Warum bilden wir heute, fast 10 Jahre nach seiner Veröffentlichung unseren Flyer vom 01.09.2015 auf unserer Homepage ab.

Den Anstoß zur aktuellen Veröffentlichung gab ein Artikel der Kölner Rundschau vom 21.03.2024 mit dem Titel: Baukrise befeuert Wohnungsnot – Maßnahmenpaket der Verwaltung in den Startlöchern — Keine finanzielle Hilfe für Entwickler und Investoren

 Zitat:
„6000 neue Wohnungen im Jahr sind nicht mehr realistisch.“ Das hatte der Beigeordnete für Planen und Bauen der Stadt Köln, Markus Greitemann, im vergangenen Sommer im exklusiven Rundschau-Interview konstatiert. Auch Wirtschafts- und Stadtentwicklungsdezernent Andree Hack und Harald Rau, Beigeordneter für Soziales und Wohnen, stellten sich den Fragen unserer Redaktion. Gemeinsam kippten die drei die Zielzahl von 6000 neuen Wohnungen, die jährlich in Köln entstehen sollten…“

Unsere Meinung:
10 Jahre lang wurde erfolglos gewurschtelt, ohne wirksame Maßnahmen gegen die wachsende Wohnungsnot anzupacken.
10 Jahre lang hören wir Erklärungen, warum unstrittige Ziele nicht erreichbar sind.
10 Jahre gibt es Schmuse-Veranstaltungen und -Bündnisstreffen mit Investoren – ohne Ergebnis.

Der Markt regelt alles?

Kampagne Mietenstopp vorm Deutschen Bundestag

Betongold
wächst auch durch Verknappung; vielleicht besser als durch Bauen-Bauen-Bauen.

Was tun?
wenn Auf-Investoren-starren nicht hilft?
wenn <Daseinsvorsorge> nicht kompatibel ist zu neoliberalen Marktgesetzen?
wenn die Stadt (Politik und Verwaltung) das einfach nicht kann? (oder will?)

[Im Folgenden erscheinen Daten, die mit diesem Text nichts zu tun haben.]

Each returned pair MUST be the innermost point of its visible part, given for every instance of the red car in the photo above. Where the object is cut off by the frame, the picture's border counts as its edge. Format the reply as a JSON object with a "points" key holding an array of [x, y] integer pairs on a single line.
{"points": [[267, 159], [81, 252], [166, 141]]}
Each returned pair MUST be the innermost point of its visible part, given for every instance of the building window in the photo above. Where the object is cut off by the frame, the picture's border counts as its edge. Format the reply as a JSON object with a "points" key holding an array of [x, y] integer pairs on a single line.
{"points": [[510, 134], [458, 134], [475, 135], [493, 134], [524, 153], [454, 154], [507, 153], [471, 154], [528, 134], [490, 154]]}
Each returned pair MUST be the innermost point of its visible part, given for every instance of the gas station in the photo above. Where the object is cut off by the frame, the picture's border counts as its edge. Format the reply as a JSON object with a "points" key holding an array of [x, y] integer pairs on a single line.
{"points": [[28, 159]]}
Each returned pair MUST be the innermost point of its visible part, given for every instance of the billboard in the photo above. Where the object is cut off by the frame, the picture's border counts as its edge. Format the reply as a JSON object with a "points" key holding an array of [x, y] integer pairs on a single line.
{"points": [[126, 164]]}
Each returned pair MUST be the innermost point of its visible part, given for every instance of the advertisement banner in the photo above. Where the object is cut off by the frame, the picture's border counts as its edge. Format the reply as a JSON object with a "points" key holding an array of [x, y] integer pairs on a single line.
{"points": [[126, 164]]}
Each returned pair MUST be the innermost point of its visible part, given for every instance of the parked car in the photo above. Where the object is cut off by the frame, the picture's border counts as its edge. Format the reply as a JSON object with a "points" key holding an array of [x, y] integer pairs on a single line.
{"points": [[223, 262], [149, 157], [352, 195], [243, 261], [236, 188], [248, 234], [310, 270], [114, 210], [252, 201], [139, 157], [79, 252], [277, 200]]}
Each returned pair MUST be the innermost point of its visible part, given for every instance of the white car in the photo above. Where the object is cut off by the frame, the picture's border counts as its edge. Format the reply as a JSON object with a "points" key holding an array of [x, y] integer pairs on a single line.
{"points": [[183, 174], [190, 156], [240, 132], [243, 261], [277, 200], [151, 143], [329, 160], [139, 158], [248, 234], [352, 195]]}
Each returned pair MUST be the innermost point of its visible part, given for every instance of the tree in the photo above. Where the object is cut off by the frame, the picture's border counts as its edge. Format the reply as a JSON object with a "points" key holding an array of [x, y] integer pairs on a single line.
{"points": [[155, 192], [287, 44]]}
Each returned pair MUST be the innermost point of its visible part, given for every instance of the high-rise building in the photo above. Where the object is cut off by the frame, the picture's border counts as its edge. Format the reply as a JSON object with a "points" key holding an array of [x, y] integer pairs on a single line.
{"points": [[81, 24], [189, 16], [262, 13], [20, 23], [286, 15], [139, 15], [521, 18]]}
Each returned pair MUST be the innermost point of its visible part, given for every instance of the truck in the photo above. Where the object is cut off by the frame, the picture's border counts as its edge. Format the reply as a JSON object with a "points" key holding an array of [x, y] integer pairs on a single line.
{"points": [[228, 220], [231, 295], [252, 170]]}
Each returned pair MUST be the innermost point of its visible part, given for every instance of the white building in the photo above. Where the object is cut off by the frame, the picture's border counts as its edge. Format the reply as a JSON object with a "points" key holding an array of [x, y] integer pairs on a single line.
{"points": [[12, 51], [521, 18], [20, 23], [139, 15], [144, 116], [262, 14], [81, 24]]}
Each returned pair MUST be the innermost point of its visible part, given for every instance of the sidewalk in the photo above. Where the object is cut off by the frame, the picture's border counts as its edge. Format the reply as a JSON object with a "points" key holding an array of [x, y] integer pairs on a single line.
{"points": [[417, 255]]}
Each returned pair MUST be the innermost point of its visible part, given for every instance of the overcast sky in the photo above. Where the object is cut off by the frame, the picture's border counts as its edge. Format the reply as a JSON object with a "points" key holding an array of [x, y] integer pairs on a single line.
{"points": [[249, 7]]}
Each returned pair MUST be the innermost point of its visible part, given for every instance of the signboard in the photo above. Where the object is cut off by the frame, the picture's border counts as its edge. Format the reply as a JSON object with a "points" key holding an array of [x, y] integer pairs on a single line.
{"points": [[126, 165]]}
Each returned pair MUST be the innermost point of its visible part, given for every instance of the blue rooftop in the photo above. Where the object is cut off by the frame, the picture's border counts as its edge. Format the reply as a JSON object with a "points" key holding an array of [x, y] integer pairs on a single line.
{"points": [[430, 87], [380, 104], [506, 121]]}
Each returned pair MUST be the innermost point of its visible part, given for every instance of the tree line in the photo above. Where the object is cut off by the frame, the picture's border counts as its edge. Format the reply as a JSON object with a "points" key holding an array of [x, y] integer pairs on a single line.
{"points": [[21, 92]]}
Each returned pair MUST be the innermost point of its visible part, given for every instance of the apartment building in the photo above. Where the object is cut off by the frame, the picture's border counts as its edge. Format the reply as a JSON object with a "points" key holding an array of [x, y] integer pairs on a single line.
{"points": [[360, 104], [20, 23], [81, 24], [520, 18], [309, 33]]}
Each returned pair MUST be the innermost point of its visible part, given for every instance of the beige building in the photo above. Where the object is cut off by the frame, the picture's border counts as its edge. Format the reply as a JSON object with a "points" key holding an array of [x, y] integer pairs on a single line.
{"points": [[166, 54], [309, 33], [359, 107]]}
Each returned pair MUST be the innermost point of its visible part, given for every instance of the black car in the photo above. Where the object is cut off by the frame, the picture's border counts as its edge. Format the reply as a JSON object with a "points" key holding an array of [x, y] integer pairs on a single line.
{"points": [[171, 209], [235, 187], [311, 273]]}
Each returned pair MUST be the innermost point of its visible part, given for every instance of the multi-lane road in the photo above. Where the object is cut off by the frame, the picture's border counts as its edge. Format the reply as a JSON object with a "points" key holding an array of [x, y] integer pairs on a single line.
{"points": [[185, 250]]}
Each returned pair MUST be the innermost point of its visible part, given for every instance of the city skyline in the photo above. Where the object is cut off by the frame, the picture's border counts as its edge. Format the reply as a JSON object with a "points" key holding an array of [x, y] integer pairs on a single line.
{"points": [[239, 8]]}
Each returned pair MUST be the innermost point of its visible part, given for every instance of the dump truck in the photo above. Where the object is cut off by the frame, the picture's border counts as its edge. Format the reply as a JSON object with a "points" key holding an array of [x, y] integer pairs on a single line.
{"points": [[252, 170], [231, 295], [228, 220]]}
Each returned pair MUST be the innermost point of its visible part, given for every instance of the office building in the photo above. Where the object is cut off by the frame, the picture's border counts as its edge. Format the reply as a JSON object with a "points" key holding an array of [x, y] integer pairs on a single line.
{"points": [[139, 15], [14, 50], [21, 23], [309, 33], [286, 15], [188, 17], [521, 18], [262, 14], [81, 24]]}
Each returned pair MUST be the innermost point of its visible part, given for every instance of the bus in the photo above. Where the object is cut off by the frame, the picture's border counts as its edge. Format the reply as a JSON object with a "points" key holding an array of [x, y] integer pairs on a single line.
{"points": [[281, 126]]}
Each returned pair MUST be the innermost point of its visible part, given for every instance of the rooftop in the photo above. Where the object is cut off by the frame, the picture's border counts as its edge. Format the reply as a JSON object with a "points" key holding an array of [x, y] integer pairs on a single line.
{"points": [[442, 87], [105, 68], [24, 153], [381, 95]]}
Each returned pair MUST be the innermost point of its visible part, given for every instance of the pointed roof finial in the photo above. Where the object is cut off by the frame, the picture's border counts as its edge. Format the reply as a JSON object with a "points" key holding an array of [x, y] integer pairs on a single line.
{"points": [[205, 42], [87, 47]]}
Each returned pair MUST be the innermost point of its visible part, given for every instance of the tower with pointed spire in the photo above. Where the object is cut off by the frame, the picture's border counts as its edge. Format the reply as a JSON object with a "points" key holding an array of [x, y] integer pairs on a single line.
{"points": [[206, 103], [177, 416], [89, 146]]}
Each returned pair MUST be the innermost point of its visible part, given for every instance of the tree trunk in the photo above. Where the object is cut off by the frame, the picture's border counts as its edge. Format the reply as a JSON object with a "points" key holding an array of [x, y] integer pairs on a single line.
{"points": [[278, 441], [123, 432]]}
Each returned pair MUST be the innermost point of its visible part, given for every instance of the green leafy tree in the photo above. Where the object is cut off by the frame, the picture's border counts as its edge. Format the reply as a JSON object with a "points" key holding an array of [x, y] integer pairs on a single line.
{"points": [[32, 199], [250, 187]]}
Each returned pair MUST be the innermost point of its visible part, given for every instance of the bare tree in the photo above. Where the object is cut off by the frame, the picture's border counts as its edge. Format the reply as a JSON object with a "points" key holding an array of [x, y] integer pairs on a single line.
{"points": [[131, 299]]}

Wir alle gemeinsam müssen eine Kommunale Wohnungs-Offensive entwickeln –
aus der Stadtgesellschaft – von unten.

Vielleicht ist der Termin an der Karl-Rahner-Akademie am 15. April 2024 ein erster Schritt? (Anmeldung erforderlich)
Köln konnte es – und kann es heute noch!
 – Wohnungskrise und Obdachlosigkeit beenden!

zum Nachschlag

Der folgende Beitrag wurde als Flyer zum 01.09.2015 herausgegeben!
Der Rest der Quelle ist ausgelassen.